The idea is to create a simple table containing 100000 rows. Note that it is possible to turn autovacuum off for specific tables. Usually, this is not a good idea for most applications. However, there is a corner case, where autovacuum_enabled = off makes sense. Just consider a table whose life cycle is very short. It doesn't make sense to clean out tuples if the developer already knows that the entire table will be dropped within seconds. In data warehousing, this can be the case if you use tables as staging areas. VACUUM is turned off in this example to ensure that nothing happens in the background. Everything you see is triggered by me and not by some process.

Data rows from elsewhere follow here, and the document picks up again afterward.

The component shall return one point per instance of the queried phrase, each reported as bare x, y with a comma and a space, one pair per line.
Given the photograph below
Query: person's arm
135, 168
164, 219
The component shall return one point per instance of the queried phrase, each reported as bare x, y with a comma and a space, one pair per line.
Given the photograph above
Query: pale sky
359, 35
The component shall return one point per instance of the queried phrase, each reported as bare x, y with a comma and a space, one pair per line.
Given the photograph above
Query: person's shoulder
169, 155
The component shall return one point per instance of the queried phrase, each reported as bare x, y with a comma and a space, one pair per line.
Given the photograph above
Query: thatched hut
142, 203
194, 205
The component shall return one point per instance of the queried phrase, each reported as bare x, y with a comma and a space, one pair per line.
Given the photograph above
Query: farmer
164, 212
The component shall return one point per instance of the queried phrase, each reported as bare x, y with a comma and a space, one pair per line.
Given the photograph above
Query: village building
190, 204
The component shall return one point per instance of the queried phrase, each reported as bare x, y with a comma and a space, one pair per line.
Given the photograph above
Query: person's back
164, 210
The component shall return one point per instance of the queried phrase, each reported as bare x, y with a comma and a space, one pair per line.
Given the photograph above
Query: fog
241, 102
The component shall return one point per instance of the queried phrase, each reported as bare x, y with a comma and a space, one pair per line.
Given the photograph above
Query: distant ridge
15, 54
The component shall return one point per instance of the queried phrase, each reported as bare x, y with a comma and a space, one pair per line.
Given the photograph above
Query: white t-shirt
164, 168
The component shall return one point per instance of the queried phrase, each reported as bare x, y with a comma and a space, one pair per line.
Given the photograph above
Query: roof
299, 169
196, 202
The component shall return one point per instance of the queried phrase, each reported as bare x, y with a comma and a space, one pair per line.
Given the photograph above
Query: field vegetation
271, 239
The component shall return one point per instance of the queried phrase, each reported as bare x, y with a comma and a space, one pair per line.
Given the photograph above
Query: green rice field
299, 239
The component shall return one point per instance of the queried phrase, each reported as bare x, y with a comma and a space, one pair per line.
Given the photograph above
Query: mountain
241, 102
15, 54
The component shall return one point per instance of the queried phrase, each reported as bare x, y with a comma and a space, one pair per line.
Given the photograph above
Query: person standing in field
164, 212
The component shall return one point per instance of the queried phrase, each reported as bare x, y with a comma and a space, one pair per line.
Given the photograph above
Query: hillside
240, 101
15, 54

First of all, consider checking the size of the table by using the following command:

test=# SELECT pg_size_pretty(pg_relation_size('t_test')); 
pg_size_pretty
----------------
 3544 kB
(1 row)

The pg_relation_size command returns the size of a table in bytes. The pg_size_pretty command will take this number and turn it into something human-readable.

Then, all of the rows in the table will be updated using a simple UPDATE statement, as shown in the following code:

test=# UPDATE t_test SET id = id + 1;  
UPDATE 100000

What happens is highly important to understand PostgreSQL. The database engine has to copy all the rows. Why? First of all, we don't know whether the transaction will be successful, so the data cannot be overwritten. The second important aspect is that a concurrent transaction might still be seeing the old version of the data.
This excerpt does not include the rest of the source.